La storia di Coco: dal coma alla commozione cerebrale
La forza di sapersi rialzare, anche quando ti vengono messe di fronte prove terribili. Non è solo una questione di carriera (che ha avuto un momento di difficoltà), ma di salute, di vita. Saul Coco ha 25 anni, quando è arrivato a Malpensa per diventare il nuovo difensore del Torino era piena notte: un sorriso verso chi lo era venuto a prendere, un abbraccio e una parola: “Grazie”. Che sa proprio di riscatto.
Il coma farmacologico a causa di una puntura di zanzara
Per capirlo, bisogna tornare indietro di qualche anno. Dove due episodi spiegano bene cosa ci sia dietro quel “Grazie”. Il primo: la malaria. Era il dicembre 2019 e Saul era impegnato con la sua nazionale (ha scelto la Guinea Equatoriale, ma ha anche il passaporto spagnolo) che giocava contro il Tamaraceite. A fine partita comincia a sentirsi male. Viene ricoverato d’urgenza e viene indotto a coma farmacologico a causa di una puntura di zanzara che stava per costargli la vita. “Ci avevano detto che non avrebbe superato la notte” ha dichiarato il papà, che a Malpensa era al suo fianco per accompagnarlo in questi primi giorni italiani. Riprendersi da quello choc non è stato facile.

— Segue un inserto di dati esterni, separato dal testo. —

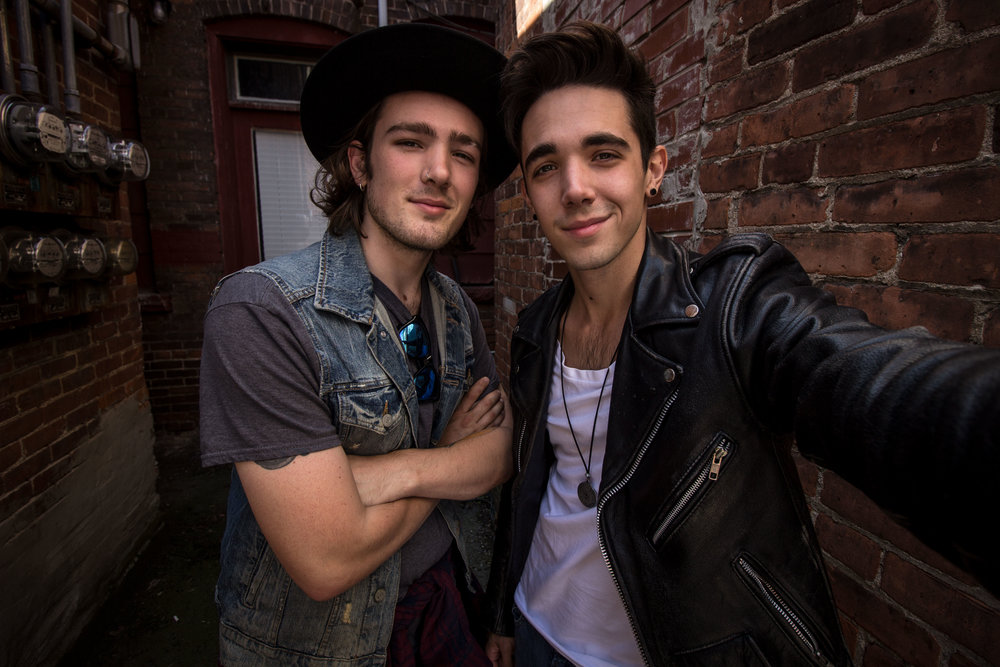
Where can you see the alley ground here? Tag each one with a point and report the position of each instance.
(163, 614)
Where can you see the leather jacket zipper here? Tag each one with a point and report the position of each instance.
(607, 496)
(709, 473)
(791, 619)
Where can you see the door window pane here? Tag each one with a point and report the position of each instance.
(269, 80)
(285, 172)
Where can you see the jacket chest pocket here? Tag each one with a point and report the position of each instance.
(370, 421)
(701, 476)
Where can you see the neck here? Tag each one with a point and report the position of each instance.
(400, 268)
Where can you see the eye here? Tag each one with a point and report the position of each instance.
(542, 170)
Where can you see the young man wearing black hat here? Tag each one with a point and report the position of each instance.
(656, 517)
(351, 384)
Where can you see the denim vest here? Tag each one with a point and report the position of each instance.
(264, 617)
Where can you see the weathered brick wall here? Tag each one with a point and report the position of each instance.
(864, 135)
(77, 473)
(176, 117)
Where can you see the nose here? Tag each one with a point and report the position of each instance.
(577, 184)
(437, 168)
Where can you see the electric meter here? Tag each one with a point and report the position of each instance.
(123, 257)
(33, 258)
(31, 132)
(89, 149)
(129, 162)
(86, 255)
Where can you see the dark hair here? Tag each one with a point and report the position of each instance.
(338, 196)
(585, 54)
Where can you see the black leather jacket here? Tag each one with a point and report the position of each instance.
(701, 516)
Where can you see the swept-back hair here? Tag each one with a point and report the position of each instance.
(584, 54)
(338, 196)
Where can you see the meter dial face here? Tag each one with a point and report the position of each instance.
(52, 132)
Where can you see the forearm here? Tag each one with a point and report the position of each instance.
(467, 469)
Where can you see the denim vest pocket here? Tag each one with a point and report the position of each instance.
(370, 421)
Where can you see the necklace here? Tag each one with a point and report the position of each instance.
(585, 489)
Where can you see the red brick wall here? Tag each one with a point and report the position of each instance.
(77, 473)
(864, 135)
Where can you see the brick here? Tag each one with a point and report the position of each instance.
(991, 330)
(717, 215)
(884, 621)
(679, 89)
(721, 141)
(875, 6)
(816, 113)
(843, 253)
(973, 15)
(664, 8)
(965, 619)
(939, 138)
(877, 655)
(953, 259)
(798, 26)
(861, 511)
(781, 207)
(742, 16)
(748, 91)
(727, 63)
(891, 36)
(859, 553)
(792, 163)
(941, 76)
(967, 194)
(672, 218)
(894, 308)
(663, 37)
(736, 174)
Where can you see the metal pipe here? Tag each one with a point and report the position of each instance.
(88, 37)
(70, 92)
(7, 73)
(51, 74)
(29, 73)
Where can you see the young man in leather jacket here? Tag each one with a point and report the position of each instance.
(656, 516)
(347, 383)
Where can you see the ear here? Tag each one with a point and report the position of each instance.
(656, 168)
(356, 160)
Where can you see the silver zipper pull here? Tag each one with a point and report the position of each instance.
(717, 456)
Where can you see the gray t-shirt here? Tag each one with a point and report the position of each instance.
(260, 398)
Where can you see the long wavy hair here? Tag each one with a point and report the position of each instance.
(338, 196)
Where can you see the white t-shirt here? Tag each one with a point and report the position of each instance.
(566, 591)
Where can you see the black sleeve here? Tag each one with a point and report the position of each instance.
(911, 420)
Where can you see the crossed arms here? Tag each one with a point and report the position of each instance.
(331, 519)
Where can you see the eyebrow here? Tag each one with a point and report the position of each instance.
(589, 141)
(426, 130)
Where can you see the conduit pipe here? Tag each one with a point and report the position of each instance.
(71, 92)
(29, 73)
(88, 37)
(51, 75)
(7, 73)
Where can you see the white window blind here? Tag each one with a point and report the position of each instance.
(285, 175)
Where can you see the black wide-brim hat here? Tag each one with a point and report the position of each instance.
(358, 73)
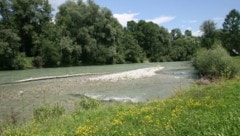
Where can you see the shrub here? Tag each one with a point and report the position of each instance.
(215, 62)
(45, 112)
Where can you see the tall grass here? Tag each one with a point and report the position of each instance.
(201, 110)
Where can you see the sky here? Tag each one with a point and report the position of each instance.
(183, 14)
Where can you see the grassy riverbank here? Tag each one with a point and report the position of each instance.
(201, 110)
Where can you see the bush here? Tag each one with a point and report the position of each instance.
(215, 62)
(43, 113)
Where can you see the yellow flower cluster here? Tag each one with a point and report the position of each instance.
(86, 131)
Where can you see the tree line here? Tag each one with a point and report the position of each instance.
(83, 33)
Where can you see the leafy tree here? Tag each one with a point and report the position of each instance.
(209, 33)
(132, 51)
(188, 33)
(91, 27)
(184, 48)
(10, 57)
(153, 39)
(29, 18)
(231, 31)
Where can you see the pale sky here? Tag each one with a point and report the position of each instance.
(183, 14)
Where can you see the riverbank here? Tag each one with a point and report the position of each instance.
(201, 110)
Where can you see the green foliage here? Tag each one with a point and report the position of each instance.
(215, 62)
(202, 110)
(231, 31)
(37, 62)
(44, 113)
(208, 28)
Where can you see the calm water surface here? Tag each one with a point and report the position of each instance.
(21, 98)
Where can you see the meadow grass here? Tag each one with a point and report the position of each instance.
(201, 110)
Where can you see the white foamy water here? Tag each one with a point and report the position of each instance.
(114, 98)
(128, 75)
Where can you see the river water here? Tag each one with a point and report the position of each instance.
(20, 99)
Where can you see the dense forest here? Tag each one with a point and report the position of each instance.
(83, 33)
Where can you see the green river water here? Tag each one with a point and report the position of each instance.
(22, 98)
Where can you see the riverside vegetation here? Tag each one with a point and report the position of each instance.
(86, 34)
(201, 110)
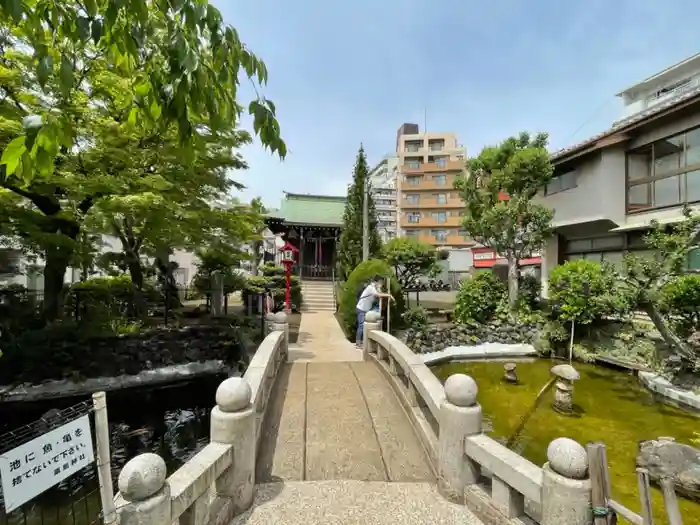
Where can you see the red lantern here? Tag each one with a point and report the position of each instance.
(289, 253)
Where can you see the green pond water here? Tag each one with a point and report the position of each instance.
(610, 406)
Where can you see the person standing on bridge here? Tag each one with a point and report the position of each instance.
(366, 301)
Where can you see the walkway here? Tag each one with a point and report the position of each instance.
(337, 446)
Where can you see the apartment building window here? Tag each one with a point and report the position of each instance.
(413, 199)
(441, 198)
(665, 173)
(440, 217)
(563, 182)
(440, 235)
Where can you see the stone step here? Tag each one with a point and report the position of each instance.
(349, 502)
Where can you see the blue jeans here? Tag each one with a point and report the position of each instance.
(360, 326)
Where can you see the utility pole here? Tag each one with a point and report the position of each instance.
(365, 219)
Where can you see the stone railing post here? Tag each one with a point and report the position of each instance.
(144, 489)
(566, 487)
(279, 321)
(373, 321)
(233, 423)
(460, 416)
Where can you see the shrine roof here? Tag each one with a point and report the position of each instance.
(317, 210)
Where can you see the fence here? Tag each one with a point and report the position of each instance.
(53, 474)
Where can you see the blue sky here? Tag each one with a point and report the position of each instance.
(345, 73)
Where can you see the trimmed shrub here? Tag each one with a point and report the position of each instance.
(361, 275)
(680, 299)
(478, 298)
(272, 277)
(584, 291)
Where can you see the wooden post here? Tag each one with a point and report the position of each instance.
(645, 495)
(598, 467)
(673, 511)
(388, 306)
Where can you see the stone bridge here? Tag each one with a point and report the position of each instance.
(324, 433)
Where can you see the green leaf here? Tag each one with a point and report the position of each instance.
(97, 31)
(66, 74)
(91, 7)
(44, 69)
(13, 153)
(83, 28)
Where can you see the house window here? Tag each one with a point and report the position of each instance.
(665, 173)
(440, 217)
(563, 182)
(440, 235)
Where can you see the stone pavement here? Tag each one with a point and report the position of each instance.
(353, 503)
(321, 339)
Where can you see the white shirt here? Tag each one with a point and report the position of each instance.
(367, 298)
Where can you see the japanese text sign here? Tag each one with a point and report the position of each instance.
(37, 465)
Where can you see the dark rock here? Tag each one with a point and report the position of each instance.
(664, 458)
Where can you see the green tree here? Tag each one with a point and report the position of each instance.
(514, 226)
(646, 277)
(350, 245)
(410, 259)
(182, 60)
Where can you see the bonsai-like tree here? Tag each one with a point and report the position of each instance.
(498, 189)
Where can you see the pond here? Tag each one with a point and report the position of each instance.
(613, 408)
(171, 421)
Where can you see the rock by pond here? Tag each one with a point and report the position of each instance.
(664, 458)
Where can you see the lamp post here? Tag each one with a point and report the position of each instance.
(288, 259)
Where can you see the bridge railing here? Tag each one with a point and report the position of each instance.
(495, 482)
(218, 482)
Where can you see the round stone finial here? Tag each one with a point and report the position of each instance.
(568, 458)
(233, 394)
(142, 477)
(373, 317)
(279, 317)
(461, 390)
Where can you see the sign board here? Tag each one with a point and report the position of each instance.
(37, 465)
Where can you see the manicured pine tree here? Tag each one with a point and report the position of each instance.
(350, 244)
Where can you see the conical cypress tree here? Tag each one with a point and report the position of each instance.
(350, 244)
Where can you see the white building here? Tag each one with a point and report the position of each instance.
(383, 180)
(608, 189)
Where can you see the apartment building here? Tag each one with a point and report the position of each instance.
(646, 166)
(430, 209)
(383, 187)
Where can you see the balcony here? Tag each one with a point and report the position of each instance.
(433, 203)
(427, 221)
(450, 240)
(433, 167)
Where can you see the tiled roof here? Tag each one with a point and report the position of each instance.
(322, 210)
(629, 121)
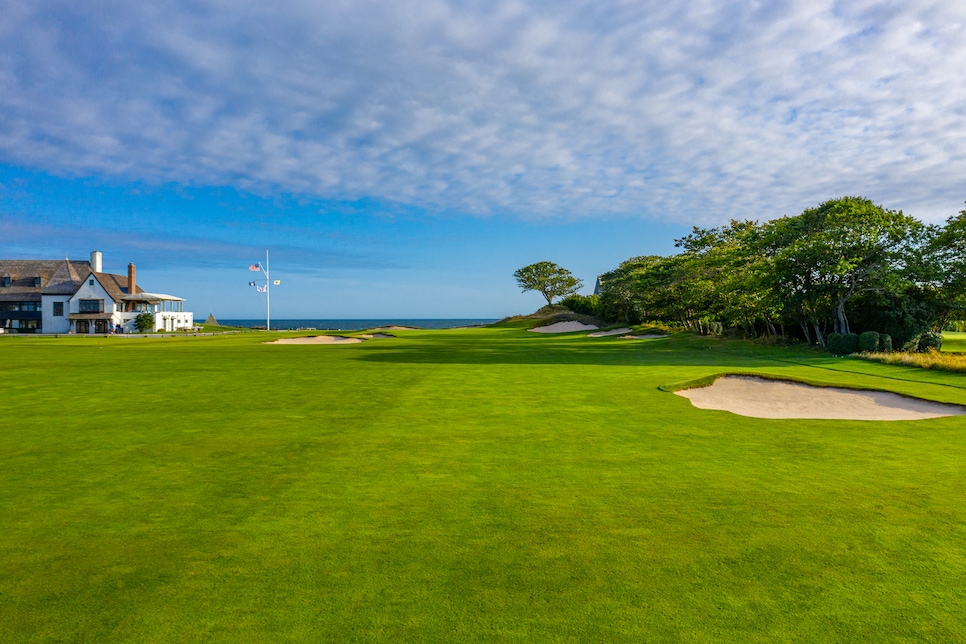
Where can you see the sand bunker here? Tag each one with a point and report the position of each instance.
(564, 327)
(604, 334)
(318, 339)
(762, 398)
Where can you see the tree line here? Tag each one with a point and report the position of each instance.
(844, 267)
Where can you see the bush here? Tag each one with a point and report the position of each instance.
(851, 343)
(835, 344)
(929, 341)
(869, 341)
(885, 341)
(144, 322)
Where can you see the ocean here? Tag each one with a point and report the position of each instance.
(356, 325)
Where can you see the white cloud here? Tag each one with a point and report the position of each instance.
(689, 112)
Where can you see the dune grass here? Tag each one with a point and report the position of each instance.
(464, 485)
(951, 358)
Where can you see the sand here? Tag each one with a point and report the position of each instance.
(604, 334)
(318, 339)
(760, 398)
(564, 327)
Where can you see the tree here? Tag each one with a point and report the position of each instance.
(827, 255)
(144, 322)
(548, 279)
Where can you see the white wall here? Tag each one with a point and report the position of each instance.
(52, 323)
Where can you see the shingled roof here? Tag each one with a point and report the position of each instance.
(57, 276)
(115, 285)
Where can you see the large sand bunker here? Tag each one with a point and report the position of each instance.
(564, 327)
(761, 398)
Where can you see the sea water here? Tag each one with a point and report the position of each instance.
(356, 325)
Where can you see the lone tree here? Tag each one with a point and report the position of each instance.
(547, 278)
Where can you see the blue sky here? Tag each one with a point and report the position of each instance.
(403, 159)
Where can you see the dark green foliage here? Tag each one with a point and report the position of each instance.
(930, 340)
(904, 315)
(850, 343)
(144, 322)
(835, 342)
(846, 264)
(548, 279)
(885, 341)
(869, 341)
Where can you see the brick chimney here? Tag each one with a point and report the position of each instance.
(132, 288)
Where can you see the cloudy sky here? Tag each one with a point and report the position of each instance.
(402, 159)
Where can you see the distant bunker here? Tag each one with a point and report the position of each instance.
(762, 398)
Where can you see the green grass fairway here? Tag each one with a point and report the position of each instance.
(465, 485)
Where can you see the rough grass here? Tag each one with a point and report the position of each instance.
(464, 485)
(931, 360)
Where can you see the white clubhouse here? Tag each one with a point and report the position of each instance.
(65, 296)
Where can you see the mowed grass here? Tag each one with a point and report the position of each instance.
(465, 485)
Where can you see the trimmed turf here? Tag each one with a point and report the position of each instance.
(480, 484)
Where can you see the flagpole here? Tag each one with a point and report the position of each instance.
(268, 295)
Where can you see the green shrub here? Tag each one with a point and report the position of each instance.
(929, 341)
(851, 343)
(144, 322)
(885, 341)
(869, 341)
(835, 344)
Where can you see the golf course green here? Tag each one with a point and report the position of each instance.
(465, 485)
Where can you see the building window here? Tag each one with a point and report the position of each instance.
(92, 306)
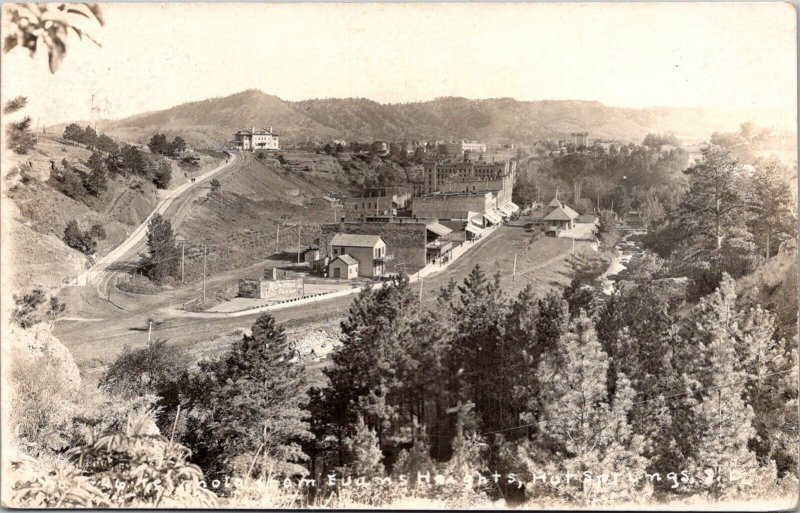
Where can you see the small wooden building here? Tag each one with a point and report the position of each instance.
(343, 267)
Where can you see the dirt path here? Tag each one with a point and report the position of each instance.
(108, 266)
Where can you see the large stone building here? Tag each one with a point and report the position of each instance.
(452, 205)
(580, 138)
(368, 250)
(378, 200)
(457, 148)
(471, 176)
(256, 139)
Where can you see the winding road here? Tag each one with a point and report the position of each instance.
(101, 273)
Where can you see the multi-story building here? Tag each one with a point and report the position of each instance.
(457, 148)
(580, 138)
(256, 139)
(471, 176)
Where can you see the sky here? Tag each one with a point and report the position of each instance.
(738, 57)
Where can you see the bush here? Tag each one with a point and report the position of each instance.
(26, 310)
(139, 285)
(106, 144)
(21, 139)
(77, 239)
(69, 183)
(98, 232)
(134, 467)
(163, 175)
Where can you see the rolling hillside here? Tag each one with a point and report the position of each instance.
(211, 122)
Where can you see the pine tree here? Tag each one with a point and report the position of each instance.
(366, 457)
(77, 239)
(722, 420)
(96, 180)
(480, 353)
(586, 430)
(771, 389)
(362, 369)
(164, 258)
(769, 202)
(249, 402)
(713, 219)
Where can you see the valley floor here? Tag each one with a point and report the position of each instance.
(545, 264)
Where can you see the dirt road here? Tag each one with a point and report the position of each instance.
(109, 265)
(96, 343)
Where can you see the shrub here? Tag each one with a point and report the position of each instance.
(79, 240)
(106, 144)
(21, 139)
(98, 232)
(163, 174)
(26, 310)
(134, 467)
(139, 285)
(69, 183)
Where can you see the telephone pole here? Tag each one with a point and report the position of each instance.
(514, 272)
(205, 252)
(183, 267)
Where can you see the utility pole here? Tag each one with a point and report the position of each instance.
(204, 272)
(514, 272)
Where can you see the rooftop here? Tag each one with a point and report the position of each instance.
(347, 259)
(355, 241)
(561, 214)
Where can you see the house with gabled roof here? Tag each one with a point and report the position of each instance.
(343, 267)
(368, 250)
(256, 139)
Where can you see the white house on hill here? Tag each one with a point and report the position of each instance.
(256, 139)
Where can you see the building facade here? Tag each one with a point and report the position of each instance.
(256, 139)
(368, 250)
(343, 267)
(452, 205)
(580, 138)
(457, 148)
(471, 177)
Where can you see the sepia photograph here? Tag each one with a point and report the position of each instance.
(404, 256)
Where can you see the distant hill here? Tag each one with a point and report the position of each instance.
(210, 122)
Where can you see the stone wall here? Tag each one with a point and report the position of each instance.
(405, 242)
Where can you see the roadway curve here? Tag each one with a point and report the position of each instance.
(101, 273)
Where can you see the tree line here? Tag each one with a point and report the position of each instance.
(731, 219)
(482, 383)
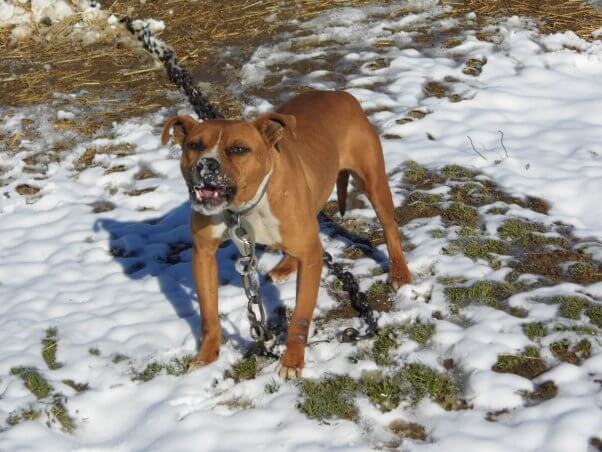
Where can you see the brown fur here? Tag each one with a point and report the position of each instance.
(312, 142)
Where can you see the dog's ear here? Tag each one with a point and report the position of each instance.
(273, 125)
(181, 125)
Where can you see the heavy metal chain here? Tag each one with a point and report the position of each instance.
(241, 233)
(358, 300)
(176, 73)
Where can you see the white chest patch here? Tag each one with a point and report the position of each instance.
(265, 225)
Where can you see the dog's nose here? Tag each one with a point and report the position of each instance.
(208, 164)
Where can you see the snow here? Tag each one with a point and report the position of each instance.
(57, 268)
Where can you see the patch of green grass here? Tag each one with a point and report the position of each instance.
(424, 381)
(245, 369)
(479, 248)
(423, 197)
(437, 233)
(534, 330)
(60, 414)
(563, 350)
(415, 174)
(385, 392)
(118, 357)
(527, 364)
(519, 312)
(22, 416)
(584, 348)
(50, 344)
(457, 172)
(451, 280)
(595, 314)
(272, 387)
(176, 367)
(333, 397)
(337, 285)
(497, 211)
(544, 391)
(354, 252)
(466, 231)
(408, 430)
(583, 271)
(570, 307)
(579, 329)
(79, 387)
(149, 372)
(378, 289)
(419, 332)
(329, 398)
(33, 381)
(179, 365)
(516, 229)
(461, 214)
(487, 292)
(384, 343)
(528, 233)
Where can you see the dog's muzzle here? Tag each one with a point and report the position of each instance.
(210, 187)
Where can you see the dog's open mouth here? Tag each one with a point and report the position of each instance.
(210, 195)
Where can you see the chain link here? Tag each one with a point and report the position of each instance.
(358, 300)
(241, 233)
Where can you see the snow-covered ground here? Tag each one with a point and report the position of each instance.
(101, 253)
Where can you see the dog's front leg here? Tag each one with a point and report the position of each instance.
(204, 267)
(308, 283)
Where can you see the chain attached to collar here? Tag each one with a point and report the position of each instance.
(358, 300)
(241, 233)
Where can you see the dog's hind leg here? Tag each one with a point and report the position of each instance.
(284, 270)
(369, 167)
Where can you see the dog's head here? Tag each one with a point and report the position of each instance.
(227, 163)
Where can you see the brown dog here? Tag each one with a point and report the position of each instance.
(280, 170)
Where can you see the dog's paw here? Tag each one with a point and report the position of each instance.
(284, 270)
(292, 361)
(398, 281)
(278, 277)
(203, 358)
(289, 373)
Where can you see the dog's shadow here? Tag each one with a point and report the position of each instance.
(161, 248)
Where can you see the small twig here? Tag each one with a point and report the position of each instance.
(142, 71)
(519, 356)
(502, 141)
(474, 148)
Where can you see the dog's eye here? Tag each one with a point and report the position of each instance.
(237, 150)
(196, 146)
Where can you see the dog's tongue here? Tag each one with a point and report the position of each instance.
(210, 193)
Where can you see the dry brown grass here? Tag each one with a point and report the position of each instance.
(116, 67)
(552, 15)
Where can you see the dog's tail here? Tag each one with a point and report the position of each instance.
(342, 183)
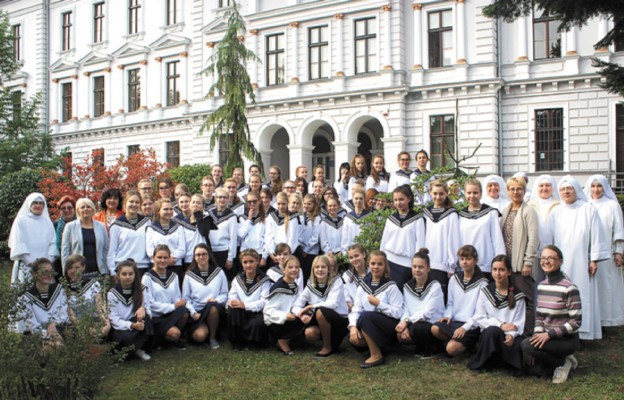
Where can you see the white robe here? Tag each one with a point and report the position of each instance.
(610, 278)
(576, 230)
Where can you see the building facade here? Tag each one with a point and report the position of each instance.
(333, 78)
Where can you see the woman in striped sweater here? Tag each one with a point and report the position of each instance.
(558, 318)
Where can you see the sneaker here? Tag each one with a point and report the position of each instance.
(573, 361)
(142, 355)
(561, 373)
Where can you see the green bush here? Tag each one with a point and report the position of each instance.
(32, 369)
(190, 175)
(14, 188)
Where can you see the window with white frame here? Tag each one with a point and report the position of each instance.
(98, 22)
(318, 52)
(173, 83)
(440, 38)
(546, 39)
(66, 30)
(134, 8)
(275, 59)
(442, 139)
(98, 96)
(134, 89)
(549, 139)
(66, 101)
(173, 154)
(16, 31)
(173, 12)
(365, 45)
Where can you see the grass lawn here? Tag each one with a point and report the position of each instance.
(202, 373)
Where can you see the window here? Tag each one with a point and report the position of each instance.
(98, 156)
(133, 16)
(173, 12)
(365, 46)
(173, 154)
(98, 22)
(173, 77)
(546, 39)
(66, 101)
(16, 103)
(67, 24)
(442, 136)
(17, 42)
(98, 96)
(440, 38)
(549, 139)
(318, 51)
(134, 89)
(275, 59)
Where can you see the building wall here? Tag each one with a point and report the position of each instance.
(492, 66)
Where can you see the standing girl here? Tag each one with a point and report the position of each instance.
(282, 323)
(167, 306)
(403, 233)
(330, 230)
(205, 290)
(223, 240)
(358, 172)
(500, 315)
(376, 311)
(322, 307)
(479, 226)
(442, 233)
(129, 311)
(379, 177)
(166, 230)
(352, 220)
(127, 236)
(246, 300)
(457, 328)
(354, 275)
(423, 305)
(283, 227)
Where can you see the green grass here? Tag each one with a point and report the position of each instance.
(266, 374)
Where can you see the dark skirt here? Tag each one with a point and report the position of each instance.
(338, 325)
(138, 339)
(400, 274)
(165, 322)
(423, 339)
(380, 328)
(203, 317)
(288, 330)
(470, 338)
(493, 352)
(246, 327)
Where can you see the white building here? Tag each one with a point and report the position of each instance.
(336, 77)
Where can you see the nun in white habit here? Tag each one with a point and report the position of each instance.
(495, 192)
(574, 227)
(32, 236)
(544, 198)
(610, 276)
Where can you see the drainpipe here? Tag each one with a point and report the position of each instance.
(499, 75)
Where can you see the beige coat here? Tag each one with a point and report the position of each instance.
(525, 239)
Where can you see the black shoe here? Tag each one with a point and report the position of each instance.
(377, 363)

Dalle giovanili con l’Espanyol al prestito in Serie C
Perché questo ha saputo farlo sempre. Anche quando giocava nelle giovanili dell’Espanyol che prima gli aveva fatto intendere di poter crescere internamente al club, ma poi lo aveva prestato in Serie C all’Horta. Era il 2018, lui aveva accettato quella delusione enorme con sportività, si era rimboccato le maniche ed era andato avanti. Quindi la Serie B con le selezioni inferiori del Las Palmas, i traumi, la voglia di non smettere, fino a diventare un punto di riferimento della squadra dentro e fuori dal campo.
Al Torino per raccogliere l’eredità di Buongiorno
In Spagna lo chiamano tutti Saul e ha sempre al suo fianco la famiglia. Quando ha salutato i compagni, è stato festeggiato dai suoi compagni: “In bocca al lupo, Saul. Te lo meriti”, gli hanno detto. Non è stato capitano con la fascia, ma lo è stato per lo spogliatoio. E chi lo ha seguito bene, vede in lui un difensore non rapido nell’affondo, ma veloce nel capire le dinamiche di gioco, forte fisicamente e bravo di testa, con una buona capacità di impostare il gioco. Anche se da affinare. L’Italia può fare al caso suo e Vanoli è pronto a dargli una possibilità che il giocatore si è costruito passo dopo passo. E raccogliere l’eredità di Buongiorno è la sua sfida più bella. Non la più grande: quelle le ha già affrontate.